Kran-AI

Autonome Steuerung von Kranen mit KI-Vision

Im Holzverladebereich von Zellstoffwerken werden Krane noch weitestgehend manuell gesteuert. In diese Automatisierungslücke stößt die Kran-AI (KAI) von Psiori, welche die autonome Steuerung von Kranen mittels KI-Vision ermöglicht.
Bild: PSIORI GmbH

Die größte Herausforderung bei der Automatisierung der Holzverladevorgänge sind die sensorischen Unsicherheiten, die sich aus dem unförmigen Gutholzstämmen, den stark variierenden anliefernden LKWs, den schwankenden Licht- und Wetterverhältnisse unter freiem Himmel und ganz allgemein den noch wenig strukturierten und standardisierten Umgebung und manuellen Prozesse ergeben. Erst der Siegeszug von Deep Learning im Bereich Maschinelles Sehen macht heute eine robuste Lösung unter den beschriebenen Umgebungsbedingungen überhaupt möglich.

Systemarchitektur

Die künstliche Intelligenz KAI ist in der proprietären Kognitiven Architektur PACT implementiert und wird auf einer Hard- und Softwareplattform ausgeliefert, die an bestehende Krane nachgerüstet und in neue Krane integriert werden kann. KAI kommuniziert über den Industriebus mit der Kransteuerung (PLC), erhält von dort Informationen und sendet an sie Befehle. Zusätzlich zu den vorhandenen Informationen über Gelenkpositionen und -bewegungen setzt KAI optische Sensoren ein, um den eigenen Greifer, Ladung und Umgebung zu erfassen. Die Sensoren sind über ein eigenes Gigabit-Netzwerk mit den Computern verbunden, die eine parallele Verarbeitung der eingehenden Daten (ca. 2GBit/s) in Echtzeit ermöglichen.
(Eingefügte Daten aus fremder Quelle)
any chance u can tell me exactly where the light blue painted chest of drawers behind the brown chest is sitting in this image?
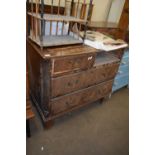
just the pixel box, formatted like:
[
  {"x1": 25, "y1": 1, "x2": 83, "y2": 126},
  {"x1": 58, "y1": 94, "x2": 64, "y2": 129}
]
[{"x1": 112, "y1": 49, "x2": 129, "y2": 92}]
Je bildgebendem Sensor wird ein dedizierter Computer (‚Sensor Node‘) eingesetzt, der die eingehenden Rohdaten verarbeitet und relevante Informationen extrahiert. Nur die Ergebnisse werden dann mit deutlich niedrigerer Bandbreite an die zentrale Recheneinheit (‚Core‘) gesendet und dort in einem kohärenten, prädiktiven Weltmodell integriert und kontinuierlich fortgeschrieben. Auf Basis dieser Information trifft KAI in einer geschlossenen Regelschleife mit 20Hz Handlungsentscheidungen und bricht diese bis auf konkrete Ansteuerungssignale (meist Zielgeschwindigkeiten) an alle Achsen des Krans herunter.

Perzeption

Jeweils im ersten Schritt der in den Sensor Nodes implementierten mehrschichtigen Bildverarbeitungsketten kommen künstliche Neuronale Netze zum Einsatz, die von den in Freiburg entwickelten U-Net und All-Conv-Net abgeleitet wurden. Im Falle des zentralen Sensors, einer an der Laufkatze montierten Industriekamera, ist dies das proprietäre ‚CraneNet‘ von Psiori. Dieses erkennt und segmentiert die Greiferaufhängung und den Greifer sowie am Prozess beteiligte Objekte (Ladung, Holzlager, LKW, Förderband) robust im Kamerabild. Durch den Einsatz eines Tiefen Neuronalen Netzes in der ersten Schicht der Bildverarbeitungskette und den Verzicht auf jegliche klassische Bildvorverarbeitung und Normalisierung zugunsten des Trainings und Deep Learnings wird eine Genauigkeit und Robustheit gegenüber Verdeckungen, Überlagerungen, Beleuchtungs- und Wetterschwankungen erreicht, die mit klassischen Bilderkennungsverfahren bisher so nicht möglich war.

Klassische, symbolische Verfahren des maschinellen Bildverstehens und der probabilistischen Robotik schließen sich an, um im Segmentierungsbild Objekte zu finden, zu verfolgen und geometrische Eigenschaften, wichtige Merkmale und Posen zu extrahieren. Hier kommen Verfahren wie Template-Matching, Partikel- und Kalmanfilter, Mutliple-Hypothesis-Tracking und Hypothesis Rejection zum Einsatz, die alle von der robusten Vorverarbeitung und Segmentierung durch das Neuronale Netz profitieren. Eine weitere Kamera am Fuß des Krans dient der Regelung der Greiferposition während des LKW-Entladevorgangs. Hier kommt das ‚TruckNet‘ in einer ähnlichen Verarbeitungskette zum Einsatz. Die berechneten Informationen beider Perspektiven werden an den Core gesendet, wo sie dank der kalibrierten Kameras fusioniert und ins Weltmodell integriert werden können.